12 Nisan 2008

Gülen İmparatorluğu!

Halen ABD'de yaşamını sürdüren ve "faaliyet merkezi" olarak burayı seçen Fethullah Gülen'le ilgili olarak bu hafta iki önemli gelişme yaşandı:

1- Yargıtay Cumhuriyet Başsavcısı, Gülen'in beraatını öngören Yargıtay 9. Ceza Dairesi kararına itiraz etti. Gülen'in faaliyetlerinin "cürüm işlemek üzere çete oluşturmak" kapsamında değerlendirilmesini istedi.

2- Rusya Yüksek Mahkemesi, Gülen'in bu ülkedeki faaliyetlerini yasakladı.

Birbirinden çok farklı gelişen bu iki haber, Gülen'le ilgili tartışmaların önümüzdeki dönem daha da alevleneceğini gösteriyor.

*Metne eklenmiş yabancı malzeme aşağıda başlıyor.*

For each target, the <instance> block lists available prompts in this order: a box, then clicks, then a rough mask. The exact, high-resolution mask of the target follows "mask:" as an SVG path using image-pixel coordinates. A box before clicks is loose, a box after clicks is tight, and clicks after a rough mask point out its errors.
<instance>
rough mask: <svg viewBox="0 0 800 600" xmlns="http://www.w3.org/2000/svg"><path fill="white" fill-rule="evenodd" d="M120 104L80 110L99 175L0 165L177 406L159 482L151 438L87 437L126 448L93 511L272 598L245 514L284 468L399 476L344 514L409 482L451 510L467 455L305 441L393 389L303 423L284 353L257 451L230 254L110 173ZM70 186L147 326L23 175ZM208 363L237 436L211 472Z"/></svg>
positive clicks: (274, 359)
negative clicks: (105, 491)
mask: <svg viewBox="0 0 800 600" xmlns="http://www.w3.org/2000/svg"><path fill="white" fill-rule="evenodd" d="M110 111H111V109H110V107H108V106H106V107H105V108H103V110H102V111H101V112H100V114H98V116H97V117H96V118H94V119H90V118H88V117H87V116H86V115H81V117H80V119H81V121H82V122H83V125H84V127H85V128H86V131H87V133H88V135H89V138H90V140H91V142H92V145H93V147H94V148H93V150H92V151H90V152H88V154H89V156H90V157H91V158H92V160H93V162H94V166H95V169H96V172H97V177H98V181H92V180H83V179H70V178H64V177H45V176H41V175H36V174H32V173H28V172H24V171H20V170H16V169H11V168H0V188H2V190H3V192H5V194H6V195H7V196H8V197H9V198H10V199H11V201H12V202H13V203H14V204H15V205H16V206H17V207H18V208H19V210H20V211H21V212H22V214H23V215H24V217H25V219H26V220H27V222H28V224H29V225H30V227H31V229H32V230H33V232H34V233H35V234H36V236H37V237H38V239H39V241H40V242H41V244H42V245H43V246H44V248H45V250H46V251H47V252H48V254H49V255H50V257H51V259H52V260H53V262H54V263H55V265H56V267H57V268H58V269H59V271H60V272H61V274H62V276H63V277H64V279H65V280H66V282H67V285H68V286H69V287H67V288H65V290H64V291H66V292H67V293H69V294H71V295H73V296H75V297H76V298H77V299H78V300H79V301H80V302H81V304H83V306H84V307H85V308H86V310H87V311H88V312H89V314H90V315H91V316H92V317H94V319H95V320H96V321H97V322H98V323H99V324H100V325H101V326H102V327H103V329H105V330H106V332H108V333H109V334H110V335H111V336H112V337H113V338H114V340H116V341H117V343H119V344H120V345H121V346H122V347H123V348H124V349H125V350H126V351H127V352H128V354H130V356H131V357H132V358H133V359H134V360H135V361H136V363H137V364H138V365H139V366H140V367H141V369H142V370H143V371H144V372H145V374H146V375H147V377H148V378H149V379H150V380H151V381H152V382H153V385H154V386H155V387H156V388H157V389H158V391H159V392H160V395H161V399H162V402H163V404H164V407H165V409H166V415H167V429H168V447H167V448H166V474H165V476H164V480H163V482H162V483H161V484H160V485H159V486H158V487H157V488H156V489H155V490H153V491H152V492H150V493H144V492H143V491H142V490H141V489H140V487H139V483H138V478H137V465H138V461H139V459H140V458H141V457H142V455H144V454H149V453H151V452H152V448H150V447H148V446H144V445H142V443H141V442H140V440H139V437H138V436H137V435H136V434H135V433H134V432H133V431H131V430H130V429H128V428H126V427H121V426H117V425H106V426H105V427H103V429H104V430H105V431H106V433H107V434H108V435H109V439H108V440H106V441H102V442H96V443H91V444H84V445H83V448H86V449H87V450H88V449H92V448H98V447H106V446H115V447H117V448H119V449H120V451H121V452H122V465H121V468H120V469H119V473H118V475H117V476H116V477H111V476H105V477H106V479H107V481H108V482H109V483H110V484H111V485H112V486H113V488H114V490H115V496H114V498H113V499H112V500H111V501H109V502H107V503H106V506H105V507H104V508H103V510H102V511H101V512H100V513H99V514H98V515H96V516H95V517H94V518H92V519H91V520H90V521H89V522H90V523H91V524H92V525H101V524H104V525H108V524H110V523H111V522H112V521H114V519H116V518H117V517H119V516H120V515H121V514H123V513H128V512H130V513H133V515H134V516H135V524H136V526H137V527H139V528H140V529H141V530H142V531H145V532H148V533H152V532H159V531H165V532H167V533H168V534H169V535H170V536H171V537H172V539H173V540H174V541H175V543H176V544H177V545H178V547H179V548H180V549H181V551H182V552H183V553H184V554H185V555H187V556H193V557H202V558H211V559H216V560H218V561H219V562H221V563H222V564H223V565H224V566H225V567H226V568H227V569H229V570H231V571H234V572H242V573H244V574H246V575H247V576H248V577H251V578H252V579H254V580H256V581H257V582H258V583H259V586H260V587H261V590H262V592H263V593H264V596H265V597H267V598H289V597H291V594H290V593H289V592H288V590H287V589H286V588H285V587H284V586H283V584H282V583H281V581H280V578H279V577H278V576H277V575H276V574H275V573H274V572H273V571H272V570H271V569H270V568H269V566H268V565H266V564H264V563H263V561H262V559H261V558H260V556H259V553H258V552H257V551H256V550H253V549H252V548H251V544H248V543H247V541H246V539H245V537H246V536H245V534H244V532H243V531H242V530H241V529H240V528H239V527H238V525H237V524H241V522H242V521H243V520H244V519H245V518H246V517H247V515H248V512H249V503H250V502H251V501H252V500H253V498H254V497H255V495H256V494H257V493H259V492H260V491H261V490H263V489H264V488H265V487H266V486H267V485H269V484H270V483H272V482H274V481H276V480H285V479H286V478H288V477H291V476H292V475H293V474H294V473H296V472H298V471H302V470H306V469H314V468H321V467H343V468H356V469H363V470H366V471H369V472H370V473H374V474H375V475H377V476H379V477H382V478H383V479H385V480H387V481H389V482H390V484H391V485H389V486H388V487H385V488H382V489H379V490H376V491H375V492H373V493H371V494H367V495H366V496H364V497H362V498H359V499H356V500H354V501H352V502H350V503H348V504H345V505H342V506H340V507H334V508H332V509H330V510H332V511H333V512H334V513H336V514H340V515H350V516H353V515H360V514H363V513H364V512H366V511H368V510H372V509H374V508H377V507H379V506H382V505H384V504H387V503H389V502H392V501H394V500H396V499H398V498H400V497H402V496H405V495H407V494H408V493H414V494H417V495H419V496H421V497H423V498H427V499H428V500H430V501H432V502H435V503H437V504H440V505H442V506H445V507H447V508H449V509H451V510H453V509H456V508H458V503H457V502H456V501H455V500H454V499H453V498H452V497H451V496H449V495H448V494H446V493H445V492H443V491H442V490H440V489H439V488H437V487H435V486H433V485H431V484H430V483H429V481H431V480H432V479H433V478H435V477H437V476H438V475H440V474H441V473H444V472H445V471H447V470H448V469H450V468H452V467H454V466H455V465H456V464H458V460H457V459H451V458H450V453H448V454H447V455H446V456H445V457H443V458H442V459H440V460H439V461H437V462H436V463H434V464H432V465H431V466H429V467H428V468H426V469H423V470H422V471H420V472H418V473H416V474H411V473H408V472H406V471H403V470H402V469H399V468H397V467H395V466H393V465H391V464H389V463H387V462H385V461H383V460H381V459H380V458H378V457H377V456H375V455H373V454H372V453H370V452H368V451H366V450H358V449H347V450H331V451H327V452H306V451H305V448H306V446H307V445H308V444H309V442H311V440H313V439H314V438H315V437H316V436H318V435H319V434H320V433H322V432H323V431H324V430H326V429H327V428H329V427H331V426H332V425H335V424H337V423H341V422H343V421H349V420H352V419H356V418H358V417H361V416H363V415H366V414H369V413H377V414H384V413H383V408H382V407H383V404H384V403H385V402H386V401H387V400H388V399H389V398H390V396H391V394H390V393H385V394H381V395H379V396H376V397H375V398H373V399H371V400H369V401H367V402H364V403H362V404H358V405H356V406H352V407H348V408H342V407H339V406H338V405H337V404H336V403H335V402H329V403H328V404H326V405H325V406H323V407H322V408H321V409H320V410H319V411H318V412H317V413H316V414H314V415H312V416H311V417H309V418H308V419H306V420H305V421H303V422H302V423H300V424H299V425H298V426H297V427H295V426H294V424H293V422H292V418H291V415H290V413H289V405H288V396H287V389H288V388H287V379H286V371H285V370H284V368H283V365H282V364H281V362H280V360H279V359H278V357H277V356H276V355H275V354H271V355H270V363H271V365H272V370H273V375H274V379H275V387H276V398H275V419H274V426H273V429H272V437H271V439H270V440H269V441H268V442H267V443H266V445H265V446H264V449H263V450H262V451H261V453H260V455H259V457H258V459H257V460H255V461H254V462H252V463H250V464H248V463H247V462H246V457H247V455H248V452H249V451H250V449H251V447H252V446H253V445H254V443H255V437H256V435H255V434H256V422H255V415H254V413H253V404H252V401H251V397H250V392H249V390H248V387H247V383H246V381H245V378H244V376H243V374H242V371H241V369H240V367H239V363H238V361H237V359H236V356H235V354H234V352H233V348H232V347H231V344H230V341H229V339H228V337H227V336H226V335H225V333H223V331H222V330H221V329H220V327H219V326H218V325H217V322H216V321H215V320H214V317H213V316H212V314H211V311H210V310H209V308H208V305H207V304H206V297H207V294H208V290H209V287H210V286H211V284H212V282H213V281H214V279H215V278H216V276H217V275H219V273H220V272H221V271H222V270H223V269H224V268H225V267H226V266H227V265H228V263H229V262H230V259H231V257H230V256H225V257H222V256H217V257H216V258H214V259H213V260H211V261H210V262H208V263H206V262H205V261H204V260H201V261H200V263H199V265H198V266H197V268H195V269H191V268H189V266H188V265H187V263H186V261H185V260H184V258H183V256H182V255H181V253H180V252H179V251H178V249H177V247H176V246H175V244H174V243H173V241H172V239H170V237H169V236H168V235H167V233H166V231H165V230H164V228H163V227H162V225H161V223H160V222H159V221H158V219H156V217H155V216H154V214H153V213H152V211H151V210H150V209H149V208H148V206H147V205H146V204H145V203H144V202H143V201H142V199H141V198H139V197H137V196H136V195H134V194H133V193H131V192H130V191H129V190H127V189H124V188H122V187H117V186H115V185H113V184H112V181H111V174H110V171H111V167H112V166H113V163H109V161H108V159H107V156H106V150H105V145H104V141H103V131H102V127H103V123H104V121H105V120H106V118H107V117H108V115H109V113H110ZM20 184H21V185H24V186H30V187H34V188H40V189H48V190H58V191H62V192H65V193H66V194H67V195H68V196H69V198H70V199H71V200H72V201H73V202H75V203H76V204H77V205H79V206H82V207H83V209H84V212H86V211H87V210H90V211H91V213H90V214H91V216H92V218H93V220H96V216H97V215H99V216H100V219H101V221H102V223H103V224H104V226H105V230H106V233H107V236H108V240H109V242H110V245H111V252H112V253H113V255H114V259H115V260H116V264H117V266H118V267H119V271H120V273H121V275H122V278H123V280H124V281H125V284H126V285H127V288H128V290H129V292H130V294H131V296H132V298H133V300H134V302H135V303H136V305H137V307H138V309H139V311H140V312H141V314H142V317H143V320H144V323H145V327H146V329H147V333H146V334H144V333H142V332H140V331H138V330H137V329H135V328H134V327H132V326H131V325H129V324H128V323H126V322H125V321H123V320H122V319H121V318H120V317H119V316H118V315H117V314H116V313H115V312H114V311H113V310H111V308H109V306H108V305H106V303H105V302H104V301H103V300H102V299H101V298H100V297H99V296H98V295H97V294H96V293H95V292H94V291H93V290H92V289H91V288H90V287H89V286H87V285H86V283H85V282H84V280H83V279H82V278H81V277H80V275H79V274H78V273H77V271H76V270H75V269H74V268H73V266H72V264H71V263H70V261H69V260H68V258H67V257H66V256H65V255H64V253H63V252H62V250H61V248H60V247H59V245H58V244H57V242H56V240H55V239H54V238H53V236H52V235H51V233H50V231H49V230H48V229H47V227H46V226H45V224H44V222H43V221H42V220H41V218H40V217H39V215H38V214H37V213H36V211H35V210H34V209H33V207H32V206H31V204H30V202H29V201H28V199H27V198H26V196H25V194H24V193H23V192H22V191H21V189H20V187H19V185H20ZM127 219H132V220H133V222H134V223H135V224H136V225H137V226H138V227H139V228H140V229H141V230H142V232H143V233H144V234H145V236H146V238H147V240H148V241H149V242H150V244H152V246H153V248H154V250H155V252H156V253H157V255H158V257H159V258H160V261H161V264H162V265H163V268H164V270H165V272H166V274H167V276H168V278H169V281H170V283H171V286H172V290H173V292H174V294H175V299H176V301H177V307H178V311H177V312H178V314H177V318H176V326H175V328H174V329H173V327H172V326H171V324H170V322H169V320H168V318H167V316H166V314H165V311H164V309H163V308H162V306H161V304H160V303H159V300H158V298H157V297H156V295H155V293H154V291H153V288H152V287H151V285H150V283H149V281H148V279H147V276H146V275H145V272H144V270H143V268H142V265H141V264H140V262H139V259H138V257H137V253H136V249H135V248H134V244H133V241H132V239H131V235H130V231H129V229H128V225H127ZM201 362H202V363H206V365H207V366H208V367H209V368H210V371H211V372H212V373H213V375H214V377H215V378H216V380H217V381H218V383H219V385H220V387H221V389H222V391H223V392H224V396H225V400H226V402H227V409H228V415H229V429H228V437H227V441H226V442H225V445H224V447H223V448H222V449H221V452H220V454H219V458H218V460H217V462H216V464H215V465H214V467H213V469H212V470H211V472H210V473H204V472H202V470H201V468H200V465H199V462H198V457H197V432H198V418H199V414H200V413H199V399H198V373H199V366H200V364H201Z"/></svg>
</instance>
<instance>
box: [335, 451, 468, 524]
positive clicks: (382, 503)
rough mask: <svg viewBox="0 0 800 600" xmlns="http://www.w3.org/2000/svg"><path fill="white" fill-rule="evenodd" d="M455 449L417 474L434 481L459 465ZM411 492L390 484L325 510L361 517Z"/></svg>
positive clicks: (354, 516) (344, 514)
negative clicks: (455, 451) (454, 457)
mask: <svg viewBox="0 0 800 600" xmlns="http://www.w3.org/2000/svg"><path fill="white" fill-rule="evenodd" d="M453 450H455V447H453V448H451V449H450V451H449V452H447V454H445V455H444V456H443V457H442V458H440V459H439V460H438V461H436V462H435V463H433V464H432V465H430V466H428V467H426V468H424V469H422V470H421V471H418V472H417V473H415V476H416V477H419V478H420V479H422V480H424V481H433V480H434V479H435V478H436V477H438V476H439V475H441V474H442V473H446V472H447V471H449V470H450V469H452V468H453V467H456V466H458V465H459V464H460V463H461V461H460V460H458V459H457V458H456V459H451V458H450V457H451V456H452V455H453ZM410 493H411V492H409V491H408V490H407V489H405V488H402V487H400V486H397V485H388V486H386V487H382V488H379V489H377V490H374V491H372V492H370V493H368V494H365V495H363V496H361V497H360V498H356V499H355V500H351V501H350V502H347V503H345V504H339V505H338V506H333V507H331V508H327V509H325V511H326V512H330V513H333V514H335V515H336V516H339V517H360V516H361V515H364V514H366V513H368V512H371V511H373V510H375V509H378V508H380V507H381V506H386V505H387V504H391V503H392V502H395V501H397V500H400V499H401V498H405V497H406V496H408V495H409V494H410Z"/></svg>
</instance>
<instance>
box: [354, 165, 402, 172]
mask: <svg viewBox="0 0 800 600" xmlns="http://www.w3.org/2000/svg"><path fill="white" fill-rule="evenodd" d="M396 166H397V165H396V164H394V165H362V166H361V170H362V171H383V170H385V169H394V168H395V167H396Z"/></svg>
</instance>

Gülen, Saidi Nursi ardılı hareketler içinde kendine özgü yöntemlerle gelişirken, 1990'ların ilk yarısında birden büyüdü ve Orta Asya steplerinde üç haneli rakamlarla sayılan okullara ulaştı.

Neden ve hangi kaynakla?

Bu sorunun çok değişik yanıtları verildi. Orta Asya'yı sürüne sürüne dolaşmış bir kişi olarak, benim gözlemim şu:

ABD, 1991'de Sovyetler Birliği'nin çökmesinden sonra, Moskova'nın etki sahasından çıkan coğrafyada nüfuz sahibi olmak için Gülen'i taşeron olarak kullandı!

***

Orta Asya ülkeleri, 300 yıldır devlet kuramamış olmanın getirdiği tutuklukla, çözülmenin ardından yön aradılar. Bu arayışın bugün de devam ettiğini söylemek abartı olmaz. Halen Orta Asya'da, ABD, Çin ve Rusya ana küresel güçler, İran ve Suudi Arabistan da bölgesel akımlar olarak nüfuz rekabeti içinde.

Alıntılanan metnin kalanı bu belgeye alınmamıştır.